The problem of clustering content in social media has pervasive applications, including the identification of discussion topics, event detection, and content recommendation. Here we describe a streaming framework for online detection and clustering of memes in social media, specifically Twitter.


A pre-clustering procedure, namely protomeme detection, first isolates atomic tokens of information carried by the tweets. Protomemes are thereafter aggregated, based on multiple similarity measures, to obtain memes as cohesive groups of tweets reflecting actual concepts or topics of discussion.


The clustering algorithm takes into account various dimensions of the data and metadata, including natural language, the social network, and the patterns of information diffusion. As a result, our system can build clusters of semantically, structurally, and topically related tweets.

The clustering process is based on a variant of Online K-means that incorporates a memory mechanism, used to "forget" old memes and replace them over time with the new ones. The evaluation of our framework is carried out by using a dataset of Twitter trending topics.

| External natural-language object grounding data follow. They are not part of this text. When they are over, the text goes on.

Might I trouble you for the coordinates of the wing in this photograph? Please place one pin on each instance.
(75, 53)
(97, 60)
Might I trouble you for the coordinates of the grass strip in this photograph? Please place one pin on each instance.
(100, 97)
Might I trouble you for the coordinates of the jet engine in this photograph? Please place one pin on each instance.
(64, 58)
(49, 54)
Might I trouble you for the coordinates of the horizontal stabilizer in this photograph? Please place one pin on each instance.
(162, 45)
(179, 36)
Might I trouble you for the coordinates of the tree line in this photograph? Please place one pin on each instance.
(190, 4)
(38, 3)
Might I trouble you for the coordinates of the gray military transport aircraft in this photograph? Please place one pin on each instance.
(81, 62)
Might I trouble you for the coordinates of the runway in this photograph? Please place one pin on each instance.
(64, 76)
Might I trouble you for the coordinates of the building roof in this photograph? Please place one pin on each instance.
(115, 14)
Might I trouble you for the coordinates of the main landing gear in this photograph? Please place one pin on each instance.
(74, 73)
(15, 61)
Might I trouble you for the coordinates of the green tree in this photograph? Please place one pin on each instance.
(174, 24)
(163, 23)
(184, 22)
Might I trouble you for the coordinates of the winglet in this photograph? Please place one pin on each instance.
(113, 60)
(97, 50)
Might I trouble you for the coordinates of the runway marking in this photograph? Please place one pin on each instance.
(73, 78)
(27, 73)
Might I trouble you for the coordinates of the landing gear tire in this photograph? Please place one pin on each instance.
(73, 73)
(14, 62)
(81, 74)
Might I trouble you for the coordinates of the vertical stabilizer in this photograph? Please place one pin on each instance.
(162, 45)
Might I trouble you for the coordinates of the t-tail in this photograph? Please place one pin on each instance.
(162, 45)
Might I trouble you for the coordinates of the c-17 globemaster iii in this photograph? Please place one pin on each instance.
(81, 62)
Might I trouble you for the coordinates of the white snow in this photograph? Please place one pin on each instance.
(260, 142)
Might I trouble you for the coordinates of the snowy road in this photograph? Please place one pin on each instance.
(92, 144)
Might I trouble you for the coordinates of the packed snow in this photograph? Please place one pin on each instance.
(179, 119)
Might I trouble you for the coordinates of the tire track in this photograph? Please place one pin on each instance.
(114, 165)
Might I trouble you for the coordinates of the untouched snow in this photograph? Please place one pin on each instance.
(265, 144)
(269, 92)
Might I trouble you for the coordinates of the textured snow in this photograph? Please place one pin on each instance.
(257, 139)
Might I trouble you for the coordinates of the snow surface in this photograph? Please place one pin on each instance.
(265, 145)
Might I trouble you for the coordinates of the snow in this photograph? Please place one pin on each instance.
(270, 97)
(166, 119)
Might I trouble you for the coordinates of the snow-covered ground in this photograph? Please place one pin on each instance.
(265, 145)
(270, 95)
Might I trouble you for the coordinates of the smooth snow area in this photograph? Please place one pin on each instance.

Over a one-week period, we systematically determined whether our algorithm was able to recover the trending hashtags. We show that the proposed method outperforms baseline algorithms that only use content features, as well as a state-of-the-art event detection method that assumes full knowledge of the underlying follower network. We finally show that our online learning framework is flexible, due to its independence of the adopted clustering algorithm, and best suited to work in a streaming scenario.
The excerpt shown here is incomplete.